Install Scrapy-0.14.0.2841 crawler framework under RHEL 5

Source: Internet
Author: User
Document directory
  • 1. Install zlib
  • 2. Install Python
  • 3. Install setuptools
  • 4. install Zope. Interface
  • 5. Install twisted
  • 6. Install w3lib
  • 7. Install libxml2
  • 8. Install pyopenssl
  • 9. Install scrapy

Scrapy is a very mature crawler framework that can capture web page data and extract structured data. Currently, many enterprises are used in the production environment. For more information about scrapy.org, visit the official website www.scrapy.org ).

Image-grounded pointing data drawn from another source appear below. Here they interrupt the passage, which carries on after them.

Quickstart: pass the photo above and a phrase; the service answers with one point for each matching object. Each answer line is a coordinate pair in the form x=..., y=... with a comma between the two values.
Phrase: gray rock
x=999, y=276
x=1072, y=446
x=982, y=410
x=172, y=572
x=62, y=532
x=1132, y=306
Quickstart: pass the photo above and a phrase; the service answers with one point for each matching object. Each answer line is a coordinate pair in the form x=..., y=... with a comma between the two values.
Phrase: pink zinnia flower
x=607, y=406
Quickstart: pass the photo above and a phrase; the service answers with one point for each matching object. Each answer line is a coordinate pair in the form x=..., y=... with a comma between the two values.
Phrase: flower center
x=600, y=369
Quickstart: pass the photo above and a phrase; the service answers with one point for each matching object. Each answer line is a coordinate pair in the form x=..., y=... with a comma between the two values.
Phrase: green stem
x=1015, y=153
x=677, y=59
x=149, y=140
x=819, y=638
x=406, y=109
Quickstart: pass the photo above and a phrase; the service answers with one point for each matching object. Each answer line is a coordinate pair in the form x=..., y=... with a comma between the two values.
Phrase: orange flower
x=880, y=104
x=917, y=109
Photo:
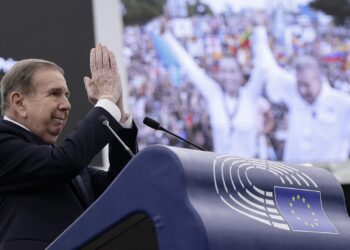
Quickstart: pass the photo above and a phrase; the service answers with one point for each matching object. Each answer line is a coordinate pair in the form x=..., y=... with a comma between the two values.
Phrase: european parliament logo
x=303, y=210
x=295, y=204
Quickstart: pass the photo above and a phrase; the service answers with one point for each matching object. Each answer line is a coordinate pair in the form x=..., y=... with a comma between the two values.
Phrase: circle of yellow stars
x=314, y=222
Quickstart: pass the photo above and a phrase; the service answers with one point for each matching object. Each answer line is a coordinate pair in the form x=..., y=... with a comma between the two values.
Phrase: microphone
x=106, y=123
x=157, y=126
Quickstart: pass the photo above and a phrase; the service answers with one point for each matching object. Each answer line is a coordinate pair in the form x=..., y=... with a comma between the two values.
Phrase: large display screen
x=226, y=79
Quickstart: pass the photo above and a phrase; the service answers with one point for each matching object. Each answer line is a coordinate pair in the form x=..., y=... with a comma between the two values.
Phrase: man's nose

Based on the Installation Guide provided on the official website, we will install it step by step. For more information, see http://doc.scrapy.org/en/latest/intro/install.html:


Requirements¶Python 2.5, 2.6, 2.7 (3.x is not yet supported)Twisted 2.5.0, 8.0 or above (Windows users: you’ll need to install Zope.Interface and maybe pywin32 because of this Twisted bug)w3liblxml or libxml2 (if using libxml2, version 2.6.28 or above is highly recommended)simplejson (not required if using Python 2.6 or above)pyopenssl (for HTTPS support. Optional, but highly recommended)

Next, record the process from installing python to installing scrapy. Finally, run the command to to verify the installation configuration.

Preparations


Operating System: RHEL 5
Python version: Python-2.7.2
Zope. Interface version: Zope. Interface-3.8.0
Twisted version: Twisted-11.1.0
Libxml2: libxml2-2.7.4.tar.gz
W3lib: w3lib-1.0
Scrapy: Scrapy-0.14.0.2841


Install configurations


1. Install zlib

First, check whether zlib has been installed in your system. This library is a data compression tool kit. The scrapy framework depends on this tool kit. Check whether the RHEL 5 system is installed:


[root@localhost scrapy]# rpm -qa zlibzlib-1.2.3-3

My system has been installed by default. skip this step if you install it. If no installation is available, download the package at http://www.zlib.net/and install the package. To download zlib-1.2.5.tar.gz, run the following command:


[root@localhost scrapy]# tar -xvzf zlib-1.2.5.tar.gz[root@localhost zlib-1.2.5]# cd zlib-1.2.5[root@localhost zlib-1.2.5]# make[root@localhost zlib-1.2.5]# make install


2. Install Python


I have installed Python 2.4 in my system. According to the requirements and suggestions on the official website, I chose Python-2.7.2, as shown below:

Http://www.python.org/download/ (Agent required)
Http://www.python.org/ftp/python/2.7.2/Python-2.7.2.tgz

I downloaded the Python source code and re-compiled it. The installation process is as follows:


[root@localhost scrapy]# tar -zvxf Python-2.7.2.tgz[root@localhost scrapy]# cd Python-2.7.2[root@localhost Python-2.7.2]# ./configure[root@localhost Python-2.7.2]# make[root@localhost Python-2.7.2]# make install


By default, the python program is installed in/usr/local/lib/python2.7.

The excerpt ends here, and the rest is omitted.